Training dataset accuracy: 0.8234666666666667
Test dataset accuracy: 0.8138666666666666


### Principal Component Analysis (PCA)

In [12]:
from sklearn.decomposition import PCA

# Initialize PCA with 2 components
pca = PCA(n_components=2)

# Fit PCA on standardized features and transform them to obtain the principal components
X_train_pca = pca.fit_transform(X_train_scaled)
X_test_pca = pca.transform(X_test_scaled)

# Train a Support Vector Classifier with RBF kernel on the principal components
svc_classifier_pca = SVC(kernel='rbf', random_state=24)
svc_classifier_pca.fit(X_train_pca, y_train)

# Predictions on training and test datasets
y_train_pred_pca = svc_classifier_pca.predict(X_train_pca)
y_test_pred_pca = svc_classifier_pca.predict(X_test_pca)

# Compute and print training and test dataset accuracies
train_accuracy_pca = accuracy_score(y_train, y_train_pred_pca)
test_accuracy_pca = accuracy_score(y_test, y_test_pred_pca)

print("Training dataset accuracy (with PCA):", train_accuracy_pca)
print("Test dataset accuracy (with PCA):", test_accuracy_pca)

Training dataset accuracy (with PCA): 0.8017777777777778
Test dataset accuracy (with PCA): 0.8037333333333333


In comparing the two classifiers trained on the Credit Card Defaults data, the following observations can be made:

#### 1.	Support Vector Classifier on Standardized Data:
- Achieved a training accuracy of 0.8234666666666667 and a test accuracy of 0.8138666666666666 which indicates good generalization ability as the test accuracy is close to the training accuracy which means that the model effectively performed.

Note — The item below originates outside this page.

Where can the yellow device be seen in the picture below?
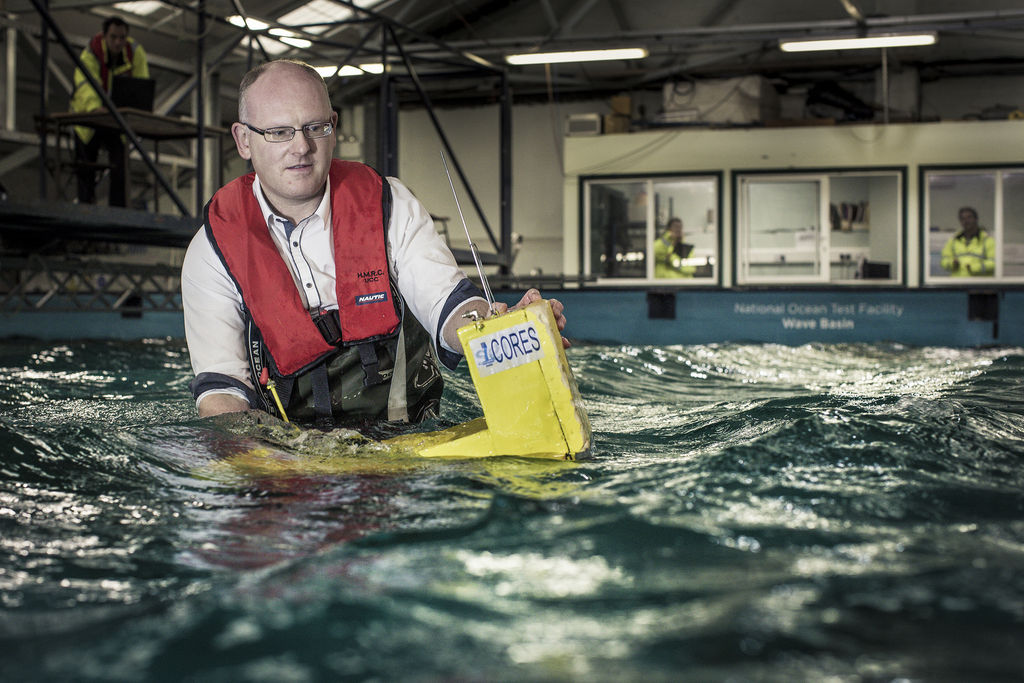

#### 2.	Support Vector Classifier on Principal Components:
- Trained on two main components derived from the standardized features that achieved lower training accuracy of 0.8017777777777778 and a test accuracy of 0.8037333333333333 which means that it sacrifices some interpretability by transforming features into a lower-dimensional space.

#### 3.	Comparison:
- When compared to the SVC with main components, the SVC with standard features performs better on both training and testing datasets.

- However, the slight variation in accuracy raises the possibility that some important data was overlooked during PCA's dimensionality reduction procedure.

- The original features have a greater predictive power than the reduced main components, as seen by the better accuracy of the SVC with standard features.

#### 4.	Conclusion:
These data suggest that, since the performance of the two classifiers is comparable, the Support Vector Classifier that was trained using all of the standardised characteristics would be more efficient to forecast credit card defaults in this particular situation. Although both classifiers perform reasonably well, the choice between them depends on factors such as the importance of interpretability, computational efficiency, and the specific requirements of the application.